Let H denotes a polyhedron with its base being a triangle
PQR with PQ = QR = 1/2 unit and angle Q = 90 degree .
The cover ( upper layer ) of the polyhedron is determined by
the equation : z= 1/2 x - x^2 + 1/2 y - y^2 - xy .
Thus for QR , the x-axis or y= 0 , the equation becomes
z = 1/2 x - x^2 being a quadratic curve over QR ;
for PQ , the y-axis or x = 0 , the equation becomes
z = 1/2 y - y^2 being a quadratic curve over PQ ;
for PR ( represented by x + y = 1/2 ) the equation becomes
z = 1/4 - x^2 - y^2 - xy also being a quadratic curve over PR .
We may find that the above 3 curves all have maximum
values = 1/16 unit at the mid-points of PQ ,QR and PR .
Moreover the polyhedron has an apex at the point with
coordinate ( 1/6 , 1/6 , 1/12 ) .
Find the volume of the polyhedron H . ( looks somewhat
like a tent )

[Guest]

1/128
[url]https://www.wolframalpha.com/input/?i=integrate%28integrate%28x%2F2-x^2%2By%2F2-y^2-xy,+{x,0,1%2F2-y}%29,{y,0,1%2F2}%29[/url]

Hope this helped,

R. Baber.

[Guest]

Thank you very much R.Baber !

You got an answer of 1/128 . I got an approximate answer of
a bit greater than 1/192 by myself , while from other place I got
an answer of 1/384 . So it seems your answer is most reliable .

[Guest]

R.Baber ,

Your answer of 1/128 is correct . Thanks again !

mr.wong

[Guest]

No problem it was just a simple case of integrating twice. For a fixed [tex]y[/tex] work out the area of a cross section (in the [tex]x[/tex] - [tex]z[/tex] plane) of your "polyhedron" ([tex]x[/tex] will vary from [tex]0[/tex] to [tex]1/2 - y[/tex])
[tex]\int_0^{\frac{1}{2} - y} \left(\frac{x}{2} - x^2 + \frac{y}{2} - y^2 - xy\right)dx[/tex]
[tex]= \left[\frac{x^2}{4} - \frac{x^3}{3} + \frac{x y}{2} - x y^2- \frac{x^2 y}{2}\right]_0^{\frac{1}{2}-y}[/tex]
[tex]= \frac{(\frac{1}{2}-y)^2}{4} - \frac{(\frac{1}{2}-y)^3}{3} + \frac{(\frac{1}{2}-y) y}{2} - \left(\frac{1}{2}-y\right) y^2- \frac{(\frac{1}{2}-y)^2 y}{2}[/tex]
[tex]= \frac{5 y^3}{6}-\frac{3 y^2}{4}+\frac{y}{8}+\frac{1}{48}[/tex]

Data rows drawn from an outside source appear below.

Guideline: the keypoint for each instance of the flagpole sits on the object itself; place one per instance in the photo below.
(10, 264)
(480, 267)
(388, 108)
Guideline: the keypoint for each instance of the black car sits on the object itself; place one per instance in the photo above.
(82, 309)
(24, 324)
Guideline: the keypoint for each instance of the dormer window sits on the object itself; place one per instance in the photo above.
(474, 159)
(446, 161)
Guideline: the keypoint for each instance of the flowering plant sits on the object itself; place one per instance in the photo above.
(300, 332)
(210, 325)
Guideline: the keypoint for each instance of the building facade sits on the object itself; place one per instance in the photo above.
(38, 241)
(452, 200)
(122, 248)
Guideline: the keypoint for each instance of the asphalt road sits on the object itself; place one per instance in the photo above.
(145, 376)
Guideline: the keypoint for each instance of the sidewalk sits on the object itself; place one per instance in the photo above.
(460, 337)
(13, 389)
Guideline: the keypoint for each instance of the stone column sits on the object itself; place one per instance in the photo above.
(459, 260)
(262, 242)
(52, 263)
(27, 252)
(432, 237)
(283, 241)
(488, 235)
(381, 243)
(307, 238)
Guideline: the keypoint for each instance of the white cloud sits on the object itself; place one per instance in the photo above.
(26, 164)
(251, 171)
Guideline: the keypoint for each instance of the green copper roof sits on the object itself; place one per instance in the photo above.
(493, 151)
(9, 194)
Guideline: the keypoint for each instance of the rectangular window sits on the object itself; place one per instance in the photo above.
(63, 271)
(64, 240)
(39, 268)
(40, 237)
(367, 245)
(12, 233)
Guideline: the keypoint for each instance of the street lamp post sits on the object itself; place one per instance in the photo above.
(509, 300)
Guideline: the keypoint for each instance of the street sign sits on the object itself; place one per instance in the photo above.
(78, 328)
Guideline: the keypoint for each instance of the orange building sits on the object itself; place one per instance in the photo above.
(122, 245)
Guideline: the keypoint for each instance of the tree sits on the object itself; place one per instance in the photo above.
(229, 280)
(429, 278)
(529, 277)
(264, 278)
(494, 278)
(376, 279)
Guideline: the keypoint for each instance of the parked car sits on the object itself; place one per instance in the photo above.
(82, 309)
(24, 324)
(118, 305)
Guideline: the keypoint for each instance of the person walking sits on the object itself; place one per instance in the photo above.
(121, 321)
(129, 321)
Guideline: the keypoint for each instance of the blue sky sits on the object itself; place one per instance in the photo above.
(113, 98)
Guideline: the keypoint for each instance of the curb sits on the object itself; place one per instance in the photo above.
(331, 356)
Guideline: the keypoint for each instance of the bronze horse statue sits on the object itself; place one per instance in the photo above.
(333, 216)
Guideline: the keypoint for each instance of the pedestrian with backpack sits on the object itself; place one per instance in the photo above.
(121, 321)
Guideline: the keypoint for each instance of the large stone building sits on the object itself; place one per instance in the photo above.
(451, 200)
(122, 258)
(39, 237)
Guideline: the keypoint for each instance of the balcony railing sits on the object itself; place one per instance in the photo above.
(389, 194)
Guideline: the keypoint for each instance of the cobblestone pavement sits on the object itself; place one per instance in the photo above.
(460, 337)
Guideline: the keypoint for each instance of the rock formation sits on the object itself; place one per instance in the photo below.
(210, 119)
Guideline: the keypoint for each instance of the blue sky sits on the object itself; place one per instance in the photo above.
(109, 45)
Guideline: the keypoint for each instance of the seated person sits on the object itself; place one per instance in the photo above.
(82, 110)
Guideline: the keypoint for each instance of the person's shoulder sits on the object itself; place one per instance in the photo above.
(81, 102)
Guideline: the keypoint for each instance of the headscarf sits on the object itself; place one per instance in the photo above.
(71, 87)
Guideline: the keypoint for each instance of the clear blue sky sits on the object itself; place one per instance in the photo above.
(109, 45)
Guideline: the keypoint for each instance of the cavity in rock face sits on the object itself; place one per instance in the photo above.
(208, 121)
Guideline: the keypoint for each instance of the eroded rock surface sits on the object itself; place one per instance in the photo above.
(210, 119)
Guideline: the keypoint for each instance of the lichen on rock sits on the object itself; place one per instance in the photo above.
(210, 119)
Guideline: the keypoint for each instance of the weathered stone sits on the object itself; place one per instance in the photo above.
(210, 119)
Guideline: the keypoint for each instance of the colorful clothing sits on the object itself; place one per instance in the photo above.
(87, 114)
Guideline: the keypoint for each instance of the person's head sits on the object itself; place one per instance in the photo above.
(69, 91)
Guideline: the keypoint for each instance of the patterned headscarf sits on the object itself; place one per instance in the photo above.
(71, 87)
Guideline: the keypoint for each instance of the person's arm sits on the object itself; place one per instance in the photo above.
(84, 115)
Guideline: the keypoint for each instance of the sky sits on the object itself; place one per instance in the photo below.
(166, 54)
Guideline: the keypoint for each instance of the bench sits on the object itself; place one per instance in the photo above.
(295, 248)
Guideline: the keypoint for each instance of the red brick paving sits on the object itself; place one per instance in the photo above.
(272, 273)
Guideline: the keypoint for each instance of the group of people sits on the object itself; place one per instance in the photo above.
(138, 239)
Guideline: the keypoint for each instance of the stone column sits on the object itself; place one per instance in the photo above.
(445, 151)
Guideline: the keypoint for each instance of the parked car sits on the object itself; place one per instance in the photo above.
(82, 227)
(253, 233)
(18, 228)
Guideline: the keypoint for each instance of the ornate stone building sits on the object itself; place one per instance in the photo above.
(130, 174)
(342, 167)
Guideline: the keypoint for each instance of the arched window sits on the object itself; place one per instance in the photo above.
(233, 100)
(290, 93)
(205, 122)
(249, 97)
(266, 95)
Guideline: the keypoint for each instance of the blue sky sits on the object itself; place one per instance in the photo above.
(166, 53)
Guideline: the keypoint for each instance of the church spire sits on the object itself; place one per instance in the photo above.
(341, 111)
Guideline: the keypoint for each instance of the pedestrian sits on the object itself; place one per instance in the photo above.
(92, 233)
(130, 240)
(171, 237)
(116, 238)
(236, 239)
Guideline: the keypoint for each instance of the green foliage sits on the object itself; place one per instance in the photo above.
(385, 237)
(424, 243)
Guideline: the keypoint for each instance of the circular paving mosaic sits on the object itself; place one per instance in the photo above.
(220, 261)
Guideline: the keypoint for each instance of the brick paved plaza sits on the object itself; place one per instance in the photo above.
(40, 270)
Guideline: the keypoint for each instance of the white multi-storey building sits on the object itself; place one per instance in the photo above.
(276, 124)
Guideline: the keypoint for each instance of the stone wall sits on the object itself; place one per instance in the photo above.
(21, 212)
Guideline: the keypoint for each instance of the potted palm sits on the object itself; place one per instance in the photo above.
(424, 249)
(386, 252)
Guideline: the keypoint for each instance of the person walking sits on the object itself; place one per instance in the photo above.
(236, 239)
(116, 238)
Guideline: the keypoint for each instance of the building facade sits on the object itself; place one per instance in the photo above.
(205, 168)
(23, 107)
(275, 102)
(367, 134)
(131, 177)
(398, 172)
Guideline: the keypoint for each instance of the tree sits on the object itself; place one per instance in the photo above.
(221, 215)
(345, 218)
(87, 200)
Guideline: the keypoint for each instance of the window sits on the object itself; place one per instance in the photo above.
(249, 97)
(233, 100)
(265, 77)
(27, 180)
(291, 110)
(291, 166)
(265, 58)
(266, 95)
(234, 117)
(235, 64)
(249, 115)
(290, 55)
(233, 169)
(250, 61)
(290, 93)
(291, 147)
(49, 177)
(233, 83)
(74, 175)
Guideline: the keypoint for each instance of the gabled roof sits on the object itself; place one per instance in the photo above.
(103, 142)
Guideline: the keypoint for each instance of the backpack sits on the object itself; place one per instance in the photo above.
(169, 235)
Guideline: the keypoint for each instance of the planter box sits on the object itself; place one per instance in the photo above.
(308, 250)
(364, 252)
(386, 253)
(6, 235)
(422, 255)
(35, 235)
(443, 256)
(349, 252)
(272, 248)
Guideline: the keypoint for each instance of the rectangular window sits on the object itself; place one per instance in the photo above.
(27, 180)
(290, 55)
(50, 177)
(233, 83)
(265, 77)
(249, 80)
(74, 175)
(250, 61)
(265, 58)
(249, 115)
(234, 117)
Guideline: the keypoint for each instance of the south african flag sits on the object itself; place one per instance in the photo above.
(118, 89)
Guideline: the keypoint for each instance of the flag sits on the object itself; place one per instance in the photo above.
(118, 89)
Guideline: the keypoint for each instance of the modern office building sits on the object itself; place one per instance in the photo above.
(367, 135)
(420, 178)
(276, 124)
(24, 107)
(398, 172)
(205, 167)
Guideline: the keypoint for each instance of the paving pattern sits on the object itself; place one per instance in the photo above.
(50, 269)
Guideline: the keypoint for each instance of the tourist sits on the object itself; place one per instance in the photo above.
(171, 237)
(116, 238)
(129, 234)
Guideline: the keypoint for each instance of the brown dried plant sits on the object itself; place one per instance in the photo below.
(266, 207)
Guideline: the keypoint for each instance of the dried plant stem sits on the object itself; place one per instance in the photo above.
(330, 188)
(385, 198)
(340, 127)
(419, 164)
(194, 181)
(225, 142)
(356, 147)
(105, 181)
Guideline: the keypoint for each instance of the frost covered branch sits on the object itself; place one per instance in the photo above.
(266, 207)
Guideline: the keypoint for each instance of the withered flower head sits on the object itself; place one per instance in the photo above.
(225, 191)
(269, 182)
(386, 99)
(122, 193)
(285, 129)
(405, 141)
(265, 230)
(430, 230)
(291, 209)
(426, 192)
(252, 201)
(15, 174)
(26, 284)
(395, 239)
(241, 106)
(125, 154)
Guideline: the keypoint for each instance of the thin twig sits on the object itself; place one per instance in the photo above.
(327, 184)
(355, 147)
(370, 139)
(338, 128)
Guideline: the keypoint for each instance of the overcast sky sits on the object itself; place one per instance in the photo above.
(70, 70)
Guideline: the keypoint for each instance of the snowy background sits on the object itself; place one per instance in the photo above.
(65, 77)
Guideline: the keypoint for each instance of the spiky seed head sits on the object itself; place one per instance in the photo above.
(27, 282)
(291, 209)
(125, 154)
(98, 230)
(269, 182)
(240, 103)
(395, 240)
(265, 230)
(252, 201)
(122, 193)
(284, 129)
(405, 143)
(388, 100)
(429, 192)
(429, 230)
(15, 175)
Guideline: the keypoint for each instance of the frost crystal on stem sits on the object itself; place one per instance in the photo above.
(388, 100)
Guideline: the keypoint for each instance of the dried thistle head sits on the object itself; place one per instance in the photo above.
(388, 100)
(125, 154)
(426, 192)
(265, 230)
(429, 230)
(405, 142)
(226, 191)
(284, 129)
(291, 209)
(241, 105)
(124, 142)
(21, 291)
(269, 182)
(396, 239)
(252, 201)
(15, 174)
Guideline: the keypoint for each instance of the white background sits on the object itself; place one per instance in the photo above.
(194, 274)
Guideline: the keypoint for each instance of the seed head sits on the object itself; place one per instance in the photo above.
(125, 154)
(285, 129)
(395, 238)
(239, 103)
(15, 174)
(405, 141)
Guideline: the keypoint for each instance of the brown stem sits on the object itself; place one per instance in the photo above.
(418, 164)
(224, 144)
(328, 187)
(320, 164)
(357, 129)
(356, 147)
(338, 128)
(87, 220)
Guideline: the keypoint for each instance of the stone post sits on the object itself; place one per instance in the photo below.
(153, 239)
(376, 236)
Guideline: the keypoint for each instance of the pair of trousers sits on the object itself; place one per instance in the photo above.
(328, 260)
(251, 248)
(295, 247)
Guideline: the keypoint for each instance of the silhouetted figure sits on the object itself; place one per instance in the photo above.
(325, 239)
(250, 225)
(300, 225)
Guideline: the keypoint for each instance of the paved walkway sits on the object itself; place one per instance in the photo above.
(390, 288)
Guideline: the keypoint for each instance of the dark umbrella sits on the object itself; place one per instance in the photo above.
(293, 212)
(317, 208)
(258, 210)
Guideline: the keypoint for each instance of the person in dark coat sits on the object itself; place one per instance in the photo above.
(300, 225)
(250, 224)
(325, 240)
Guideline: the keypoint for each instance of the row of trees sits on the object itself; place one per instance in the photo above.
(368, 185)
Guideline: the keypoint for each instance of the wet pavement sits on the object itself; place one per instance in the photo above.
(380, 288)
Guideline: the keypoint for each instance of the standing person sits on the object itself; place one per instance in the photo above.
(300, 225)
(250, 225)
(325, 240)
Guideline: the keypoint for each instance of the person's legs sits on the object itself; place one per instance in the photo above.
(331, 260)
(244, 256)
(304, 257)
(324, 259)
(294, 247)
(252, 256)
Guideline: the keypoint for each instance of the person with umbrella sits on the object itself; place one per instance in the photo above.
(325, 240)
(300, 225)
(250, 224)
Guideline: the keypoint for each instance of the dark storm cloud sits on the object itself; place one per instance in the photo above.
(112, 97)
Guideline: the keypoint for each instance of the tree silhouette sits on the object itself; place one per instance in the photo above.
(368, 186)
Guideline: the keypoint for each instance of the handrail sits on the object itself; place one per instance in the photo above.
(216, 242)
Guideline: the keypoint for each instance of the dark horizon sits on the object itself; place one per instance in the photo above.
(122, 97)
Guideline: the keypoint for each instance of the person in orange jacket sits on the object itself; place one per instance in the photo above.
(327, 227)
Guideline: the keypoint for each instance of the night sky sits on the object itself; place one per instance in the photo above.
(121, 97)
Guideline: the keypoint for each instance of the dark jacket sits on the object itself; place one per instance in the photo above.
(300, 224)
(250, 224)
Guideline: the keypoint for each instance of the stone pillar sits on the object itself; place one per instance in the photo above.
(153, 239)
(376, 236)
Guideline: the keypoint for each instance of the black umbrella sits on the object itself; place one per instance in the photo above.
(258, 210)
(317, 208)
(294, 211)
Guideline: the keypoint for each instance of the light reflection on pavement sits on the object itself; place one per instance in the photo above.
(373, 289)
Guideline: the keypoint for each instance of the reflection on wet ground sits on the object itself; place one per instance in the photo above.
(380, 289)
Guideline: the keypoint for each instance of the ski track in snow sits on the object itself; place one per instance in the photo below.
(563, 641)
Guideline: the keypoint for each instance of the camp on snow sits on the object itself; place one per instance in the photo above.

Then add up (or more precisely integrate) all the areas of the cross sections to get the volume.
[tex]\int_0^{\frac{1}{2}} \left(\frac{5 y^3}{6}-\frac{3 y^2}{4}+\frac{y}{8}+\frac{1}{48}\right) dy[/tex]
[tex]= \left[\frac{5 y^4}{24}-\frac{y^3}{4}+\frac{y^2}{16}+\frac{y}{48}\right]_0^{\frac{1}{2}}[/tex]
[tex]= \frac{5 (\frac{1}{2})^4}{24}-\frac{(\frac{1}{2})^3}{4}+\frac{(\frac{1}{2})^2}{16}+\frac{(\frac{1}{2})}{48}[/tex]
[tex]= \frac{1}{128}[/tex]

Hope this helped,

R. Baber.

[Guest]

Thanks again R. Baber ,

In fact this problem is related to the following problem
concerning probability . Try to solve it if you are interested !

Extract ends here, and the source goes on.